In the era of IOT, importance of wireless sensor networks has increased. Energy consumption in communication is dependent on the cluster formation. Selection of optimal routes and nodes should be done in order to reduce energy consumption and latency. At present there are many techniques available for cluster formation.
Over the years numerous algorithms were introduced to optimize cluster routes. Routing algorithms can be classified into uniform and non-uniform clustering algorithms. Authors of [25] proposed non uniform cluster routing algorithm. The objective of this algorithm was to balance energy consumption in the nodes. In study [26] deployment scheme was proposed which reduced long hops in cluster into multiple small hops to reduce transmission time in the wireless sensor networks. Authors of [27] proposed a model based on fog layer computing. This model stores partial information of the nodes in advance in the fog layer, this reduces the interruptions between the communication and was helpful in moving sink node. A low-cost collaborative charging in wireless sensor networks technique was presented in study [28].

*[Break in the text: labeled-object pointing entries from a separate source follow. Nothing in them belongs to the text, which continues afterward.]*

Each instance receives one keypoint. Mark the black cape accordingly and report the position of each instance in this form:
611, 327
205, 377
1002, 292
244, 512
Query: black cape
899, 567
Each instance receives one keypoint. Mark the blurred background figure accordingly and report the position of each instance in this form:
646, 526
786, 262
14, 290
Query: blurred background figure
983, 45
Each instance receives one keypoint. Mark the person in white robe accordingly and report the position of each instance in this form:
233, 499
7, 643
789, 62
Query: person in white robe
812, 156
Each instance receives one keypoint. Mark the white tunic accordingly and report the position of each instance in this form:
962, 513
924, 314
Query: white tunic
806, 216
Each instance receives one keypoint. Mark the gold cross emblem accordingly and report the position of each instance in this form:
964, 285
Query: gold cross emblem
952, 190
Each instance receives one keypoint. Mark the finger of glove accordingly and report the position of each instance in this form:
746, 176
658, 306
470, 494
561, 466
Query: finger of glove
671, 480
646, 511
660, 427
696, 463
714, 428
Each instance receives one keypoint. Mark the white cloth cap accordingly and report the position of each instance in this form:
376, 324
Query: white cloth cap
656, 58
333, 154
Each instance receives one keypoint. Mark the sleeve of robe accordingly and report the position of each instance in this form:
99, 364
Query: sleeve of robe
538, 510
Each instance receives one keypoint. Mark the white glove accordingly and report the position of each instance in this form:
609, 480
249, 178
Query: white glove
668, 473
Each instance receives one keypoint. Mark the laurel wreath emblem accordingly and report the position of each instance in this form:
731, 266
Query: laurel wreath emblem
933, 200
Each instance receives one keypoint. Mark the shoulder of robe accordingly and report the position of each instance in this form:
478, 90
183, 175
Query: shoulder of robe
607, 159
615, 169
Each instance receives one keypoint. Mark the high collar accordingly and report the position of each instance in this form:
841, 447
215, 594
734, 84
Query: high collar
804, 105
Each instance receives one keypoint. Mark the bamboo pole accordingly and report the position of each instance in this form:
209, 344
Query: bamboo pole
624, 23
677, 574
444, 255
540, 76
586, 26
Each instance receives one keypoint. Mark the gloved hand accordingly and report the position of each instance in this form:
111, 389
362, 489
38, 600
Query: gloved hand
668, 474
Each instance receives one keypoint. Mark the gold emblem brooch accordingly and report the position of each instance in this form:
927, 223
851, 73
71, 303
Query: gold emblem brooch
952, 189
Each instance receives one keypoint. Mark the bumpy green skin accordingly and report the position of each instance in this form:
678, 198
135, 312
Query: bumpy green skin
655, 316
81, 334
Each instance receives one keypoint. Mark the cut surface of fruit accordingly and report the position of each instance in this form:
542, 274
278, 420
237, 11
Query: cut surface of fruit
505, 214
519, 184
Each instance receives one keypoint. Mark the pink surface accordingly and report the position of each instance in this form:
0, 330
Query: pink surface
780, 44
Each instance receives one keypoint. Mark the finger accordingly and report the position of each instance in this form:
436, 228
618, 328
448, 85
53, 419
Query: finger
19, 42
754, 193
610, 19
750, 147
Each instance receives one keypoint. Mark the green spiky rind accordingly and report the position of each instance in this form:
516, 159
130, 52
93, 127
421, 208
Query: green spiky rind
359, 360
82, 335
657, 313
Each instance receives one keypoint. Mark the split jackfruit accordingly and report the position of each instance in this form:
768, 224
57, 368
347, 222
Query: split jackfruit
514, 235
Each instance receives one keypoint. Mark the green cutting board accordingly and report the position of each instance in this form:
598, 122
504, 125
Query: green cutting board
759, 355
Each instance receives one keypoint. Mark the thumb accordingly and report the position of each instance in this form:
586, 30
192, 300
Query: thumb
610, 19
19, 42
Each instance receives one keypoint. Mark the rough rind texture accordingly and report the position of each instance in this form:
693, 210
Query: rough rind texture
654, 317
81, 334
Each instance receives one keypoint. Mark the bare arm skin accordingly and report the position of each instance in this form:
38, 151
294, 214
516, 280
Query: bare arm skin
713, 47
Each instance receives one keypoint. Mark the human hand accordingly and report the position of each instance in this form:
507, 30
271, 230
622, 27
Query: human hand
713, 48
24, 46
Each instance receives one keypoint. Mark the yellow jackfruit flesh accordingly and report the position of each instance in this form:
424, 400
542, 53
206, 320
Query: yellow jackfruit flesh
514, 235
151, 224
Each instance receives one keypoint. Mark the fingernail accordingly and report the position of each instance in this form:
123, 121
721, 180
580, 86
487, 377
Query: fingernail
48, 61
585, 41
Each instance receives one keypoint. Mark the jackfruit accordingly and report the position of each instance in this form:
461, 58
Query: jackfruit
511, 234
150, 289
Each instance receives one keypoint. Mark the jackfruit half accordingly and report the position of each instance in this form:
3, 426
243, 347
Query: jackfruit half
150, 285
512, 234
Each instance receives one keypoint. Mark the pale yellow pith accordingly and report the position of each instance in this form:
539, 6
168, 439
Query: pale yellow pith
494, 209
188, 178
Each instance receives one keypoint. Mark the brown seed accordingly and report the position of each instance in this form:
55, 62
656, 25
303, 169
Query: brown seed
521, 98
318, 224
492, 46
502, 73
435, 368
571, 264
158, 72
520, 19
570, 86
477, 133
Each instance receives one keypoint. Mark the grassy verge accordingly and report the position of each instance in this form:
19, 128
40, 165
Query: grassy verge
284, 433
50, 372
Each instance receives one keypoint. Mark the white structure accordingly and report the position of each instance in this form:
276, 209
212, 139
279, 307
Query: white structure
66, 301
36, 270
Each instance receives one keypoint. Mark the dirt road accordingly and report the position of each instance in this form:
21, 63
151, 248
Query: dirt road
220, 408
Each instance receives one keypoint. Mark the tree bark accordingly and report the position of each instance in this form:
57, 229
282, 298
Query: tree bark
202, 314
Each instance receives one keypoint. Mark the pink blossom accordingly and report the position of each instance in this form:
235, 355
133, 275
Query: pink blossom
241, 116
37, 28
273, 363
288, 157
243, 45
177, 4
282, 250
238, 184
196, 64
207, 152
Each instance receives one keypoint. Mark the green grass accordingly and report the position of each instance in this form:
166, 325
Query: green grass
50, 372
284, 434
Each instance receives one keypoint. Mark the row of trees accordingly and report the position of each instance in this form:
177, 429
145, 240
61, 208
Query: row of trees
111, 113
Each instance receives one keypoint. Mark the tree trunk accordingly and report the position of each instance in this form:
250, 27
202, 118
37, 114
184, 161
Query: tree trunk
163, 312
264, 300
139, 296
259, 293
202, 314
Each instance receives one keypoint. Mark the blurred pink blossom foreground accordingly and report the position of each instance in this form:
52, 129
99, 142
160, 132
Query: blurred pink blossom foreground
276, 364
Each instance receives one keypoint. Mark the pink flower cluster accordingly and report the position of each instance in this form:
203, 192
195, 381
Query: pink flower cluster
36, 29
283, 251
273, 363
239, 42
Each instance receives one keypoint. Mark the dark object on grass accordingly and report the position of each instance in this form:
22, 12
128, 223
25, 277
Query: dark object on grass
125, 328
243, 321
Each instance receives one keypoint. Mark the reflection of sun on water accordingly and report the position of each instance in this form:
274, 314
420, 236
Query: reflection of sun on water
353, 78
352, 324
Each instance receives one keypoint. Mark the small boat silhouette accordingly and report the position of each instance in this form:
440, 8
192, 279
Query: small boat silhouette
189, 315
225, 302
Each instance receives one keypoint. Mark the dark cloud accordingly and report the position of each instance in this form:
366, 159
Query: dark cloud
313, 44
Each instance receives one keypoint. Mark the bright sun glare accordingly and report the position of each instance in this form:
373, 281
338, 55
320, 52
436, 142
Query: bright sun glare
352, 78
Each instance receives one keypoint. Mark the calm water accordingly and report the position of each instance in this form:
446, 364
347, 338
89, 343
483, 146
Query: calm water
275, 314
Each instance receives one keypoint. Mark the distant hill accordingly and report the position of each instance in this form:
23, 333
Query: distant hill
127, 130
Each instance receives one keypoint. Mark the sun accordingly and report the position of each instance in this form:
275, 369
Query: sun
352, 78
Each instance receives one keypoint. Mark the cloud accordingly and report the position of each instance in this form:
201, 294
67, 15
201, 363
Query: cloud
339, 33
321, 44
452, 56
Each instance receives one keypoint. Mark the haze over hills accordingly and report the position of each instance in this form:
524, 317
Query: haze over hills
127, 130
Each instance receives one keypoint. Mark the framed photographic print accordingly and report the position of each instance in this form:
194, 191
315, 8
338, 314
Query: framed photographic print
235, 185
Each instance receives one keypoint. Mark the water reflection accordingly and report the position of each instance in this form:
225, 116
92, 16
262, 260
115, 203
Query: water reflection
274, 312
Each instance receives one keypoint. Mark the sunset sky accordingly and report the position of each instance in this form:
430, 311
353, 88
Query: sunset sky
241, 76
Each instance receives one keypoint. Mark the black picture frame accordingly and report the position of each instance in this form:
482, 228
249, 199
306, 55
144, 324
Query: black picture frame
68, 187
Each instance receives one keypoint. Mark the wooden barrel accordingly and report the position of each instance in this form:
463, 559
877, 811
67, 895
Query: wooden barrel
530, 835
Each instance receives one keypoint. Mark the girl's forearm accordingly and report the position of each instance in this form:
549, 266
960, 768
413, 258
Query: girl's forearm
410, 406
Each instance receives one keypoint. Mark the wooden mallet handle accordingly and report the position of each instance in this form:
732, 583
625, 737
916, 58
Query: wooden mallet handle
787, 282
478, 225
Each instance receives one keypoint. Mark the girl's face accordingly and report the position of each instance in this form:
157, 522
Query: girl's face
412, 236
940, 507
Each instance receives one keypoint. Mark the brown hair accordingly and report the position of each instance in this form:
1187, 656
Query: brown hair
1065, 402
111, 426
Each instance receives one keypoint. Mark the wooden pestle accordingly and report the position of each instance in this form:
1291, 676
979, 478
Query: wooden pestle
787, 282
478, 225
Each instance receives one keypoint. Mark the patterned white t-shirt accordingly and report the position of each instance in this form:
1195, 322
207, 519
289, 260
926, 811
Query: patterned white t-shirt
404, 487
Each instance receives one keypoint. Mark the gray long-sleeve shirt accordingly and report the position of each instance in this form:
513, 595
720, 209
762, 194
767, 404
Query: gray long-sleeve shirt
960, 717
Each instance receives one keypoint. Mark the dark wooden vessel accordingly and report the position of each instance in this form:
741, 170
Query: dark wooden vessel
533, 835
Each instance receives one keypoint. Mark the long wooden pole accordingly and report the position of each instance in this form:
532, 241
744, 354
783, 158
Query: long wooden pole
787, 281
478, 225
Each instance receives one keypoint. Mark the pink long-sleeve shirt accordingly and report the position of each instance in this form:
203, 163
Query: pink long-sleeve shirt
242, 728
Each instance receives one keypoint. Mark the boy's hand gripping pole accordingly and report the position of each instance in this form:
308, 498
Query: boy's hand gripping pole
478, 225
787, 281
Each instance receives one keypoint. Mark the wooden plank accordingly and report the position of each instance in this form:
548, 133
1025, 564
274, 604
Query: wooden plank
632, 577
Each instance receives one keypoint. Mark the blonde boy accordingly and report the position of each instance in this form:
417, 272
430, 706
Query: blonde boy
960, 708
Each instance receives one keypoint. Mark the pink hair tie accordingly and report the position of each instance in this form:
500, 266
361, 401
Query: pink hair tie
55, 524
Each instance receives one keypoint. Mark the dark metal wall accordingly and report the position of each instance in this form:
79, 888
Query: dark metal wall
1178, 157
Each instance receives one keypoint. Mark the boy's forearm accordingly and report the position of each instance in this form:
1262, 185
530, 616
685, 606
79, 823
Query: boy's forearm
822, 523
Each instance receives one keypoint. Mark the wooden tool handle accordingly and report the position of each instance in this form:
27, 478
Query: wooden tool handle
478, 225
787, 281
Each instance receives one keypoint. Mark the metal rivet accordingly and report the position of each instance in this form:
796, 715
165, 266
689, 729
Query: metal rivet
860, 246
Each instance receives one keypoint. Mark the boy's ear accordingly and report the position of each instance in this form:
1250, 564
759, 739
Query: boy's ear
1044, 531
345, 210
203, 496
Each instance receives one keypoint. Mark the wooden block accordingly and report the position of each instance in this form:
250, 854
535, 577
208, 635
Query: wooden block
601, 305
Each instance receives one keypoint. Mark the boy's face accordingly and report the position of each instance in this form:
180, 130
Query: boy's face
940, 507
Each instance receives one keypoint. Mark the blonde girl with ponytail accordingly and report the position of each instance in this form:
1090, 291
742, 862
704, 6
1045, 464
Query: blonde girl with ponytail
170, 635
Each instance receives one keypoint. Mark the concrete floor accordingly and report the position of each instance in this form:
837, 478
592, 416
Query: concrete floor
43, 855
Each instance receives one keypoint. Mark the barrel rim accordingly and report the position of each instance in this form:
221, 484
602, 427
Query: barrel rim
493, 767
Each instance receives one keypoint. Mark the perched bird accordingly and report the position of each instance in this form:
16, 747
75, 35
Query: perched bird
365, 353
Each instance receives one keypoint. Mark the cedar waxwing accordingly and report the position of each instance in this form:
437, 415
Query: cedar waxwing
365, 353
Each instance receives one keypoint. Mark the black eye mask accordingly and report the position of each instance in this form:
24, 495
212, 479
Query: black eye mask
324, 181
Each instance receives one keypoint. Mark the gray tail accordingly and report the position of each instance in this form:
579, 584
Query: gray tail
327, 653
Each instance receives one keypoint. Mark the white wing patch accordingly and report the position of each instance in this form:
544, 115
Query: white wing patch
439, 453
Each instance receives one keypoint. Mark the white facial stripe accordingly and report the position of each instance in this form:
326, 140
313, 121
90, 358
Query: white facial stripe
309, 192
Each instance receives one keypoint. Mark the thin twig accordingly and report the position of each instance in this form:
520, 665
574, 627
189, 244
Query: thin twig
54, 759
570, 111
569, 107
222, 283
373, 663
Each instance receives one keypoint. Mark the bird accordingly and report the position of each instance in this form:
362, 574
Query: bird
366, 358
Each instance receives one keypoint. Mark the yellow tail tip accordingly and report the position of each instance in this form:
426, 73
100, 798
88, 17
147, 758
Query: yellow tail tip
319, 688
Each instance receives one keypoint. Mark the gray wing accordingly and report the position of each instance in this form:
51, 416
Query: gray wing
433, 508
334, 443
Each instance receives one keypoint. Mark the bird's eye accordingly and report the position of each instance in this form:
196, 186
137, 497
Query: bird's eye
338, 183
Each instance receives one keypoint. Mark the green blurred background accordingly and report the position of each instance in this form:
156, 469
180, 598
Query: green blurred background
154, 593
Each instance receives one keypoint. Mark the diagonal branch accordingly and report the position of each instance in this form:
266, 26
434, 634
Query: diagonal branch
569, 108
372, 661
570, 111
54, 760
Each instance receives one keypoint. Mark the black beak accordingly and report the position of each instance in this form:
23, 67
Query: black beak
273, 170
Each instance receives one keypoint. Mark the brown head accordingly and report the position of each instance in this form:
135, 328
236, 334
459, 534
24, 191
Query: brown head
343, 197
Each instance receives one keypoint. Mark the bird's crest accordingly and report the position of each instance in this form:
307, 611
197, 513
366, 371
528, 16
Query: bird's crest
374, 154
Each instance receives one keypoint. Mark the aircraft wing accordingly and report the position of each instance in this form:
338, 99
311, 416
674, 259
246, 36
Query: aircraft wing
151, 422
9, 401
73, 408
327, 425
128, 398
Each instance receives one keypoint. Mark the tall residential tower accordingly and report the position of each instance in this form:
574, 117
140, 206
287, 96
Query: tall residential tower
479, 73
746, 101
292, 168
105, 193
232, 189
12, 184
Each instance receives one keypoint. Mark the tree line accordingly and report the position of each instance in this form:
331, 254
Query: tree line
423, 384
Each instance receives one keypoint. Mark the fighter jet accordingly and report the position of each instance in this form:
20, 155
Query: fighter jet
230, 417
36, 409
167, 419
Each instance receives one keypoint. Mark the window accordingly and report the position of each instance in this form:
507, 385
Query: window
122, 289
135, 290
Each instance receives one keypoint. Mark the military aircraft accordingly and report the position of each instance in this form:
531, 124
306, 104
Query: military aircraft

In [29] a data dissemination strategy which was based on ant colony optimization techniques was proposed. Authors named this strategy as transmission with multiple load balancing schemes (TMLBS). Load decentralization, load maintenance and load diversion schemes were used in this proposed model. Researchers of [30] proposed a relative low-cost filter-based framework FERA. This model adaptively used push/pull strategies and was able to handle data request in VANET effectively. Authors of [31] proposed DMOA which was motivated by morphological erosion and dilation on binary images. This algorithm was capable of extracting event backbone nodes and estimate the event region on their basis. A novel algorithm named as complex alliance strategy with multi-objective optimization of coverage (CASMOC) which improves the congestion in network was proposed in [32]. Authors of this study also provided a proportional relation between working node and neighboring nodes for energy conversion.
Due to the uncertainty of data, there could be coverage blind area and redundant data. To deal with these authors of [33] proposed a novel model named as Coverage Control Algorithm for Moving Target Nodes based on Sensing Probability (CMTN-SP). Survivability aware connectivity restoration strategy was proposed in study[34]. This strategy involves the design of load equilibrium mechanism and reliability enhancement measure. In study [35] a novel algorithm called energy-based k-coverage control algorithm (EBKCCA) was proposed. Based on the calculations by this algorithm authors concluded that multi transmission consumes less energy than single transmission.
In study [36] Energy efficient method for clustering is proposed. Firstly, a strong node is constructed in fog layer then data aggregation routing is constructed and at last particle swarm optimization is used to elect cluster head for effective routing.
Above discussed algorithms have shown promising results but there is still some room for advancement. Presently available algorithms are highly complex in nature. Apart from that energy efficiency is always a reason of concern.